Living room ceilingin the Palazzo Colli-Bizzarini

Vittorio the enthusiastic fornicator who eventually settled down

 

The Francesconi family  lasted until 1782 when it died out. For a century the palazzo was in the hands of the Mocenni family. Teresa Regoli Mocenni, was a Sienese noblewoman who held a renowned literary salon. It’s likely that our bedroom, then a reception room, was the scene of many a spirited discussion not to say scandal. Teresa had an affair with a certain Vittorio Alfieri and it may well have been consummated in the bed we are currently occupying which does actually date to the 18th century.  It’s nice when history comes alive like that.

 

Vittorio Alfieri was an extraordinary character. He was a prolific poet and playwright and had a life of enthusiastic debauchery and intrigue. He travelled widely, met Louis XIV and Frederic II but refused to meet Catherine II of Russia on the grounds that he disapproved of her.  Before he was twenty he had a disastrous love affair which saw him having to pack his bags in haste to flee the scene to avoid further scandal.

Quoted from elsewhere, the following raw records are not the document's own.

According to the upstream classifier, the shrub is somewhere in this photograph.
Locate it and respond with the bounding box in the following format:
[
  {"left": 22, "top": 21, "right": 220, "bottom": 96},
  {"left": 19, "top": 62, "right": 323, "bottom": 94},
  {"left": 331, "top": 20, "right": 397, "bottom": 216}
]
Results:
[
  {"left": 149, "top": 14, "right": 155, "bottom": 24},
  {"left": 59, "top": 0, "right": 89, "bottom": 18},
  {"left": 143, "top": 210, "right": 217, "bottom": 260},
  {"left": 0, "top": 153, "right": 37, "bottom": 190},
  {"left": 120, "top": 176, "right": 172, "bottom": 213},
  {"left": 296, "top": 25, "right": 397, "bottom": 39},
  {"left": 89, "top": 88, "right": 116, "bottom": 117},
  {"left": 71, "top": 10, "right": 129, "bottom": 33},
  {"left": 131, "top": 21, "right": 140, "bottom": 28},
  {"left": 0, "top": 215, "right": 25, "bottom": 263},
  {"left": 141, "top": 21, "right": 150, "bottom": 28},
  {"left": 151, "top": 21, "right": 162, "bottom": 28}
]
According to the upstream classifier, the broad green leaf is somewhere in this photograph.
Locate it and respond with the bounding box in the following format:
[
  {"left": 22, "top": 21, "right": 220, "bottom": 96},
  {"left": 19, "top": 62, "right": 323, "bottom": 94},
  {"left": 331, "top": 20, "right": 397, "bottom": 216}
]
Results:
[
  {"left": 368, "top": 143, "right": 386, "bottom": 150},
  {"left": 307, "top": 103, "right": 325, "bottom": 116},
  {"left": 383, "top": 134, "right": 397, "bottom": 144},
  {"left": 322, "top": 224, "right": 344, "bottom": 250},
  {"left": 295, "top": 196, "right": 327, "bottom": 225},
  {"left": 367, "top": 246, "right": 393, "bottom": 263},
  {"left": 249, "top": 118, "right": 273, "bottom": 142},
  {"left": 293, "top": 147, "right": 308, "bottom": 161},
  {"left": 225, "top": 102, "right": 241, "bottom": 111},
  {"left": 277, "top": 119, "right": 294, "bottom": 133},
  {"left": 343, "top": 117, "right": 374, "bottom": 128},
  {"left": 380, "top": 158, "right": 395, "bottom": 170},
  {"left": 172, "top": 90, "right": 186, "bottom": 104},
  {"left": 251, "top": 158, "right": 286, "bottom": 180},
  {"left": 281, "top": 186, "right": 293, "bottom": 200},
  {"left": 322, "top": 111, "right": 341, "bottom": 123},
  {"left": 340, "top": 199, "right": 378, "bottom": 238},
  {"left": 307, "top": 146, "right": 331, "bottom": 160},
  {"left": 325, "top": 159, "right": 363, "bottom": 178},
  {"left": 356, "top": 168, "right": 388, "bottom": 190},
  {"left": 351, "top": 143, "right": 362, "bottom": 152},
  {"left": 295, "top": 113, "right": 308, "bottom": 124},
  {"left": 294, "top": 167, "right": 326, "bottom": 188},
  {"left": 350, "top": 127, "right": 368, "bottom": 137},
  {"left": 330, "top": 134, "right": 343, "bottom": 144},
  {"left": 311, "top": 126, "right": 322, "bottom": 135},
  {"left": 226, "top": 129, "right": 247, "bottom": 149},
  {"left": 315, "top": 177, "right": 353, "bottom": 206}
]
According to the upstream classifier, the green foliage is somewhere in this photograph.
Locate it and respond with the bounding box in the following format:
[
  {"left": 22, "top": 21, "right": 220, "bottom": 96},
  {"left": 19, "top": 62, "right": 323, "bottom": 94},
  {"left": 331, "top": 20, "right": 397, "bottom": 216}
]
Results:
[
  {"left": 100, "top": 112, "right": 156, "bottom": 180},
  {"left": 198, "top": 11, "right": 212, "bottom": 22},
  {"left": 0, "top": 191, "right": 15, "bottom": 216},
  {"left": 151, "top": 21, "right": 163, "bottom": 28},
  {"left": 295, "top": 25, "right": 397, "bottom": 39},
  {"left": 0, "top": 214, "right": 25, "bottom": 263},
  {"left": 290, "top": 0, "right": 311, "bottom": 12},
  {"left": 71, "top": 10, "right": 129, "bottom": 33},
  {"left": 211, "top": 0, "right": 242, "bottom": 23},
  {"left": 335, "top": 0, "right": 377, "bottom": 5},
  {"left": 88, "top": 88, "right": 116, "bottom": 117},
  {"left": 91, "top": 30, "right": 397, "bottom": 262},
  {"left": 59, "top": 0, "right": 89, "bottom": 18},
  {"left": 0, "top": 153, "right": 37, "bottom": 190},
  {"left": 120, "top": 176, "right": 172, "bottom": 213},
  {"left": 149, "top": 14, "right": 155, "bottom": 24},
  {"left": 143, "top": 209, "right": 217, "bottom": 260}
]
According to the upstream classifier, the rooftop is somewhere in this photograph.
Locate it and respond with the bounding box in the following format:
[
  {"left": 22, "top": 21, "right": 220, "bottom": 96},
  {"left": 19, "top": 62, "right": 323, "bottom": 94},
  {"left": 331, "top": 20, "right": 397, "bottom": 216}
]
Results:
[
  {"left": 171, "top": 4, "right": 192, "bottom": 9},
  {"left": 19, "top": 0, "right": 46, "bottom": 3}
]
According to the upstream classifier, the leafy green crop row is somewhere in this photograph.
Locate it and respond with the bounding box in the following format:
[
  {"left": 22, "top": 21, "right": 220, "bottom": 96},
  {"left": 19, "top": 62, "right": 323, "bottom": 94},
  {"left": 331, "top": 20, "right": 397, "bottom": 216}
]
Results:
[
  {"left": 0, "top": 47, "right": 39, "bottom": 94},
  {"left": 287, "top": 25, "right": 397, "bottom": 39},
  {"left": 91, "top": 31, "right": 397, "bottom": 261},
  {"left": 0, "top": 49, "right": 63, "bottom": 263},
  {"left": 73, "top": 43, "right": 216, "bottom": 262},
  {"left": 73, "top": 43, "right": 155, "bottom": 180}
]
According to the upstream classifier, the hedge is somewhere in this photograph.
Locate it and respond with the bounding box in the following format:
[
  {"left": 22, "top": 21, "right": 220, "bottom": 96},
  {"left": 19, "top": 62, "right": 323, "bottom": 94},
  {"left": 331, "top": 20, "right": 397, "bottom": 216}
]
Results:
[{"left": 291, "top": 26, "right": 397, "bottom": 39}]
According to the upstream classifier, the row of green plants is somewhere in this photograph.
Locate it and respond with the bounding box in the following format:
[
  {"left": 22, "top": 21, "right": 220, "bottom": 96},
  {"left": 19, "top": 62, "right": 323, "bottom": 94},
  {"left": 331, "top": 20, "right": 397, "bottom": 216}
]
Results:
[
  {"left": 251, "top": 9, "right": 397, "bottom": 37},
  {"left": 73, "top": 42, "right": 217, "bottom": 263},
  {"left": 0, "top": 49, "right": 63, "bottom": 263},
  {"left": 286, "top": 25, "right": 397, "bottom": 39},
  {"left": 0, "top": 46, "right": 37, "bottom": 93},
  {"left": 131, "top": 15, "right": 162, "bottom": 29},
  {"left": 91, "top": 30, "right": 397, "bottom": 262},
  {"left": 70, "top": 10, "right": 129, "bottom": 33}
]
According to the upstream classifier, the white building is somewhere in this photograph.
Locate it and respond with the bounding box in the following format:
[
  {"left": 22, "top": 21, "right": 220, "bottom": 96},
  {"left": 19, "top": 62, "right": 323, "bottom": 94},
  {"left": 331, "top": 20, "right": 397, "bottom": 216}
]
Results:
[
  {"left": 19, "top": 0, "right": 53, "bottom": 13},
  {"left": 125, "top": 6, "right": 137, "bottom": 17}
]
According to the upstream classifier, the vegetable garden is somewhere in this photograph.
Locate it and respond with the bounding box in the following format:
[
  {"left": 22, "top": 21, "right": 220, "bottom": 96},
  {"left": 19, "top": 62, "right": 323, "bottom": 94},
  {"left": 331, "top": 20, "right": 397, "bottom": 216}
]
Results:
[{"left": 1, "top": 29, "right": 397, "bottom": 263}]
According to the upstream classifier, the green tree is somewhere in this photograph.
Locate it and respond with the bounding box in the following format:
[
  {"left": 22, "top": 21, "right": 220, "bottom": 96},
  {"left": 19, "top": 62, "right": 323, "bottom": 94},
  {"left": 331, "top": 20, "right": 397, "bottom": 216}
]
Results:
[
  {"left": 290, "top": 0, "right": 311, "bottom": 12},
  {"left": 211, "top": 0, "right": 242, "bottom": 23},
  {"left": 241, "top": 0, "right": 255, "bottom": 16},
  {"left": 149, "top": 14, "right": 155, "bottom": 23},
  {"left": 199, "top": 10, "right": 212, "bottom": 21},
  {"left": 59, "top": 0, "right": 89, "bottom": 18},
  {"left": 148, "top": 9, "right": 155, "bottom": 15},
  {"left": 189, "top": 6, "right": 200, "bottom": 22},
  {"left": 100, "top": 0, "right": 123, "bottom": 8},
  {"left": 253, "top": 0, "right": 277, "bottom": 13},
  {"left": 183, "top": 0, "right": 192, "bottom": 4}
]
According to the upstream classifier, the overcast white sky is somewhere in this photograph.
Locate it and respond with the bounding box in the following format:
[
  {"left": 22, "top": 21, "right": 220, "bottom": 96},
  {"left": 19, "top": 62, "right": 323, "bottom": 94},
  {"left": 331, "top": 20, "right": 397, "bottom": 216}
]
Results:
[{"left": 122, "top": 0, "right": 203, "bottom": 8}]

The fact that his thwarted youthful passion caused him to attempt suicide only added to the whole calamity.

 

 In 1776 after a breath-taking succession of affairs he met the love of his life, Princess Louise, Countess of Albany, wife of Charles Stewart who was the Jacobite claimant to the throne of Great Britain. Despite the age difference of over 30 years between Charles Stewart and Louise, the marriage started off quite well until would-be King started hitting the bottle. As time went by this descended into violence against his wife who was finally forced to seek refuge in a convent.  Louise was eventually granted a separation. Never one to miss an opportunity, Vittoria made advances to the unhappy wife and won her over.  The affair between Louise and Vittoria was conducted in secret around Europe until they were able to settle down together and live happily ever after. Alfieri died in 1803 and has the distinction of being buried between Machiavelli and Michaelangelo in  the Basilica di Santa Croce in Florence.   And to think we might be sleeping in the same bed as he did!

 

Louise and Vittorio   1796   Francois Xavier Fabre

 

The Palazzo is currently owned by the Coli-Bizzarini family. I have yet to find out whether they are related to the founder of the Bizzarini car company based in Livorno Italy. Bizzarini built what they modestly call one of the most  'achingly beautiful' roadsters ever built, the P538.  Good luck finding one as only five of them were ever built in the mid sixties. I can't help feeling this is the sort of car that Vittorio Alfiere would have purchased to impress Princess Louise had it been available in the 18th Century.